Now, LeBron and his chief irritant are heading into uncertain offseasons that could result in them no longer matching up in the playoffs.

The Pacers will decline Stephenson’s $4.36 million team option for next season, making him an unrestricted free agent.

Shams Charania of Yahoo Sports:

Indiana will reportedly guarantee Bojan Bogdanovic‘s $10.5 million salary for next season. Pacers president Kevin Pritchard said the team would keep Darren Collison.
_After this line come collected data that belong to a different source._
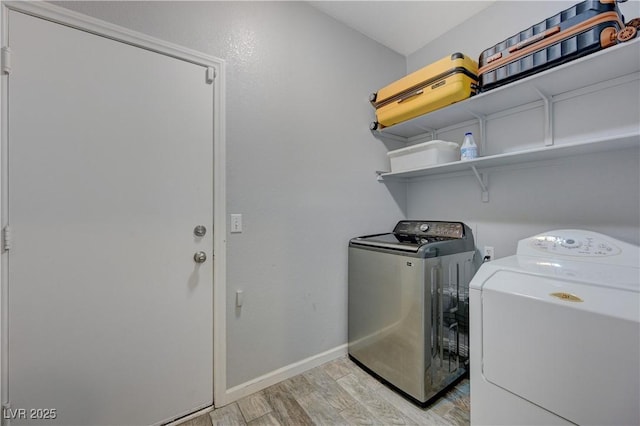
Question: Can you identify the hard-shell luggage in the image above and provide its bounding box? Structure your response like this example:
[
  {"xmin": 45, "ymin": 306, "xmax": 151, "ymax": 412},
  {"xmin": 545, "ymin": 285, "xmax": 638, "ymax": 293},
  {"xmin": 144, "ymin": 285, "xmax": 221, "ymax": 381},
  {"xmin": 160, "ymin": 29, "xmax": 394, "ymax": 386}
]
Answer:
[
  {"xmin": 370, "ymin": 53, "xmax": 478, "ymax": 130},
  {"xmin": 478, "ymin": 0, "xmax": 638, "ymax": 92}
]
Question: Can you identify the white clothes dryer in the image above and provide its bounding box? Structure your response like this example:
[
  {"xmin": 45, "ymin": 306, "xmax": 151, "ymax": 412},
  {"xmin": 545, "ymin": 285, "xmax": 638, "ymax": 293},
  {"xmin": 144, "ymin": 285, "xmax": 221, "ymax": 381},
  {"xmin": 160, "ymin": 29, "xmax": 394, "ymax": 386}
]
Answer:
[{"xmin": 470, "ymin": 230, "xmax": 639, "ymax": 426}]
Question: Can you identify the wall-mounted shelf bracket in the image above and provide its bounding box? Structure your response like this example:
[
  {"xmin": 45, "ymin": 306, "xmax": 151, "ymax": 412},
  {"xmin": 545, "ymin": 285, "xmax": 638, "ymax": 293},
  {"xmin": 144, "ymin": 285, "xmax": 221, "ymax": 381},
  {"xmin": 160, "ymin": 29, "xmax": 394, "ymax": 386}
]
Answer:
[
  {"xmin": 533, "ymin": 86, "xmax": 554, "ymax": 146},
  {"xmin": 371, "ymin": 129, "xmax": 408, "ymax": 144},
  {"xmin": 470, "ymin": 165, "xmax": 489, "ymax": 202},
  {"xmin": 375, "ymin": 170, "xmax": 387, "ymax": 182},
  {"xmin": 468, "ymin": 110, "xmax": 487, "ymax": 155},
  {"xmin": 372, "ymin": 125, "xmax": 437, "ymax": 145},
  {"xmin": 411, "ymin": 125, "xmax": 436, "ymax": 142}
]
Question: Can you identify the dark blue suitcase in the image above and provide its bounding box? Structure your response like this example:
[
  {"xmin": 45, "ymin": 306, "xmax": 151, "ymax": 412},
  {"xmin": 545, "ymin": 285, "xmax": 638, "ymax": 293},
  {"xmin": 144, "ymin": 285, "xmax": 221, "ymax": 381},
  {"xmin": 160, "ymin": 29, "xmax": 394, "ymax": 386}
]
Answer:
[{"xmin": 478, "ymin": 0, "xmax": 637, "ymax": 92}]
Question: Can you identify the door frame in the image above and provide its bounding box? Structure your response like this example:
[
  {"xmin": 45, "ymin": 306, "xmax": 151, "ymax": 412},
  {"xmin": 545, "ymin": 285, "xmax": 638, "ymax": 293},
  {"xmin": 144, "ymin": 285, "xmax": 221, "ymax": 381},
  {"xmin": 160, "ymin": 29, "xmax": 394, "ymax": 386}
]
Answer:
[{"xmin": 0, "ymin": 0, "xmax": 228, "ymax": 412}]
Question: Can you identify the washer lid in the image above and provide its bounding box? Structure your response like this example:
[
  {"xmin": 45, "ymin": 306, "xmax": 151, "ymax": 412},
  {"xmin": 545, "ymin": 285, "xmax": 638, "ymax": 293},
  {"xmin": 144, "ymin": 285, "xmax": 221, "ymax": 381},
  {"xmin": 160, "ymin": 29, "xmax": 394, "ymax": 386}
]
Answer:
[
  {"xmin": 350, "ymin": 233, "xmax": 421, "ymax": 253},
  {"xmin": 481, "ymin": 270, "xmax": 639, "ymax": 425},
  {"xmin": 350, "ymin": 221, "xmax": 476, "ymax": 257},
  {"xmin": 486, "ymin": 255, "xmax": 638, "ymax": 292}
]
I’ll assume that means guaranteeing Collison’s $10 million salary rather than waiving him ($2 million guaranteed) and attempting to re-sign him for less.

If Thaddeus Young opts out and the Pacers waive and stretch Al Jefferson ($4 million guaranteed of $10 million salary), Indiana could have about $33 million in cap space.
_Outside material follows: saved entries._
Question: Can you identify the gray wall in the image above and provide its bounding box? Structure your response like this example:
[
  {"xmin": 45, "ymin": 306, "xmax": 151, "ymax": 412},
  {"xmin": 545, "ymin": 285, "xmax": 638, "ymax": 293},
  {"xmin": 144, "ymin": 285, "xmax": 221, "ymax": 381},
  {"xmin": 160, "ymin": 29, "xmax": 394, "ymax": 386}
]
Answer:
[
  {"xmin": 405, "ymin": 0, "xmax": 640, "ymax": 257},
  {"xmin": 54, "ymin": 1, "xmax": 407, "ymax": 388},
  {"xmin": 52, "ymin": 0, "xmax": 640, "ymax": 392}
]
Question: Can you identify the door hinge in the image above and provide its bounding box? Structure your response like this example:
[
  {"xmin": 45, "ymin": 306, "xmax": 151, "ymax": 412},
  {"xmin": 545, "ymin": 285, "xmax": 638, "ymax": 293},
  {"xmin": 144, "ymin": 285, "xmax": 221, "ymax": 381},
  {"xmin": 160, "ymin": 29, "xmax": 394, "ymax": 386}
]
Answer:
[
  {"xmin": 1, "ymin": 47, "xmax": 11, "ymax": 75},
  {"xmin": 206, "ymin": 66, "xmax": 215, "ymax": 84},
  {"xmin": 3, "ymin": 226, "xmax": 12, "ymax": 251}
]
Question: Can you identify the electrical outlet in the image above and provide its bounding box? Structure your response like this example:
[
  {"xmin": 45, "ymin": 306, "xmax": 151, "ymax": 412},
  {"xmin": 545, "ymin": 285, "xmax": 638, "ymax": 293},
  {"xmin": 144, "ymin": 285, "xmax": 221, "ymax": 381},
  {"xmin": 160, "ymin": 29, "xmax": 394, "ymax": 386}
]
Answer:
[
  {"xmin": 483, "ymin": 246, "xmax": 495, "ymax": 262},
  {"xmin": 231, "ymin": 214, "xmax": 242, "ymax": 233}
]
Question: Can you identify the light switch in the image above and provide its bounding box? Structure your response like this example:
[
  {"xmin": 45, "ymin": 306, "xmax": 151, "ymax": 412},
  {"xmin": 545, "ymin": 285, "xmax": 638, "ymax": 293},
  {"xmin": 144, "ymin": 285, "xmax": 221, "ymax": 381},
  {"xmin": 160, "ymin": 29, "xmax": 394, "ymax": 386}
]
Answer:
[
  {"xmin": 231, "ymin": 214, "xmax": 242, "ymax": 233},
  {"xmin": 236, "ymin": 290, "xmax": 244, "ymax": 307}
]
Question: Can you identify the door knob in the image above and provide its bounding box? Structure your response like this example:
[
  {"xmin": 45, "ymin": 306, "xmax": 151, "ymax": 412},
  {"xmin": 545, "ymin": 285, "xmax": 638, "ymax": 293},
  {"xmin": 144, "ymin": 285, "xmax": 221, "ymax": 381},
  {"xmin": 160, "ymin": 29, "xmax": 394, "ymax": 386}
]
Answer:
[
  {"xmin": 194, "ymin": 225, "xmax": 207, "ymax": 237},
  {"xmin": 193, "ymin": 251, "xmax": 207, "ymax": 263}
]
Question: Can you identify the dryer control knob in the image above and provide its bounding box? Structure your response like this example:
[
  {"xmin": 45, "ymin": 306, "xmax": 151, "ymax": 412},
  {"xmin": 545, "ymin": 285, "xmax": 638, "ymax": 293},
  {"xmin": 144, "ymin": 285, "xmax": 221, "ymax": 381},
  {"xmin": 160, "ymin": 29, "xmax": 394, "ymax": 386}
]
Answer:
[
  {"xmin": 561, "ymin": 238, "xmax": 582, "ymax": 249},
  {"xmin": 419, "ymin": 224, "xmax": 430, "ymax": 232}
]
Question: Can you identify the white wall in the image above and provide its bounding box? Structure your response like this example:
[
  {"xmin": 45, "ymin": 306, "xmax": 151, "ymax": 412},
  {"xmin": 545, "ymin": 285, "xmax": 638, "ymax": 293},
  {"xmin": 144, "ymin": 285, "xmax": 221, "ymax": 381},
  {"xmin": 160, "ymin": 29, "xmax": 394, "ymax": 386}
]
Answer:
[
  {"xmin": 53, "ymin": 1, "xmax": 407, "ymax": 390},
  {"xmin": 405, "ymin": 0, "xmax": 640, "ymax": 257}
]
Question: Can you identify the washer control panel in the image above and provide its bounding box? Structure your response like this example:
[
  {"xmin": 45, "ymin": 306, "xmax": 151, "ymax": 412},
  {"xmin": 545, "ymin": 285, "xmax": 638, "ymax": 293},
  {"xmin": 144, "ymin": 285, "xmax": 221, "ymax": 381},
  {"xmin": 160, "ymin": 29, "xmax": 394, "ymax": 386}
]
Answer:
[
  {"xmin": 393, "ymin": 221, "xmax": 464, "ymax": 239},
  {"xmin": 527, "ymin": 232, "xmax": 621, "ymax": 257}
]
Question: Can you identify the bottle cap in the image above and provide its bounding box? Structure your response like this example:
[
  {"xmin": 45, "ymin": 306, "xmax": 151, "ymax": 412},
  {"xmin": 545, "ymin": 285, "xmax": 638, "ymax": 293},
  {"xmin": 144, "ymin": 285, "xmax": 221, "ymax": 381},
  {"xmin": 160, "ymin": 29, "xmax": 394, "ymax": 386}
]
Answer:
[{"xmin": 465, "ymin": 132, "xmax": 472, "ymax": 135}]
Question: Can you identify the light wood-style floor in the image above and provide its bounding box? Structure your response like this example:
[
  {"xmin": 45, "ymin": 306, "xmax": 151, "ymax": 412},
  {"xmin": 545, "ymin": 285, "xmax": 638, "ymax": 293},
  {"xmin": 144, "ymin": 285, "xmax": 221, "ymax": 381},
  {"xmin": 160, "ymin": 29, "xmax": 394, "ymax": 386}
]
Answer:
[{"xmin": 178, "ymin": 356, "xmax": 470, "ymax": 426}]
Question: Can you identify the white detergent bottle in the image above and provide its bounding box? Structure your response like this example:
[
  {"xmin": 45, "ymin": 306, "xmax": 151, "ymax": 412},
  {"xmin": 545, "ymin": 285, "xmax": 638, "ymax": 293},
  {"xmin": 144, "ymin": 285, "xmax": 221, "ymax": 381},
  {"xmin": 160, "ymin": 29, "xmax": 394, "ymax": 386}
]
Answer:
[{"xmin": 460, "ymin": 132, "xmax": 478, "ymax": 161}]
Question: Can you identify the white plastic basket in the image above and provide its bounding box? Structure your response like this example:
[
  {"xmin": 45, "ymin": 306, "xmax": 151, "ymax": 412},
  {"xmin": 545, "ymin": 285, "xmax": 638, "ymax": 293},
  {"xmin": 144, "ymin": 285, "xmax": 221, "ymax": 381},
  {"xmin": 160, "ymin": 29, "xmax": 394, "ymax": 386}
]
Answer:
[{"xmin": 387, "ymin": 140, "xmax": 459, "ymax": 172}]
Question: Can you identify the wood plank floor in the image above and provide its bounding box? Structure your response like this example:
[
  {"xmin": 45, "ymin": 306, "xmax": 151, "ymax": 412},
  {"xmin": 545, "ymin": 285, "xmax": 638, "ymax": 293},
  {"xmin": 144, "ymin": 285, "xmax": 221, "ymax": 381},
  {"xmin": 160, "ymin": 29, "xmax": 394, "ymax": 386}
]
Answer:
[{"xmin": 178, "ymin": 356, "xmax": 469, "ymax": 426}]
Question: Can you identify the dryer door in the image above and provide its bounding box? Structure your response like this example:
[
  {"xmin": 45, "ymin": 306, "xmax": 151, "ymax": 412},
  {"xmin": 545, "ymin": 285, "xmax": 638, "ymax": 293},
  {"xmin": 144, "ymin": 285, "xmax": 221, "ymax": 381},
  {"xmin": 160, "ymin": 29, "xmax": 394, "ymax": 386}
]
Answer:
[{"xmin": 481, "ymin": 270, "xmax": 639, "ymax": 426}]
That’d go a long way in this market.

Even if Young ($13,764,045 player-option salary) opts in, the Pacers should be a major player in free agency. They’re coming off a surprisingly strong year and positioned to get even better.

After they hunt better wings, they could even bring back Stephenson at a lower salary. He seemingly plays well with only Indiana, but maybe the Pacers have just had enough of him.

If they don’t want to re-sign him at a lower cost, it’s not a certainty he gets an NBA job next season.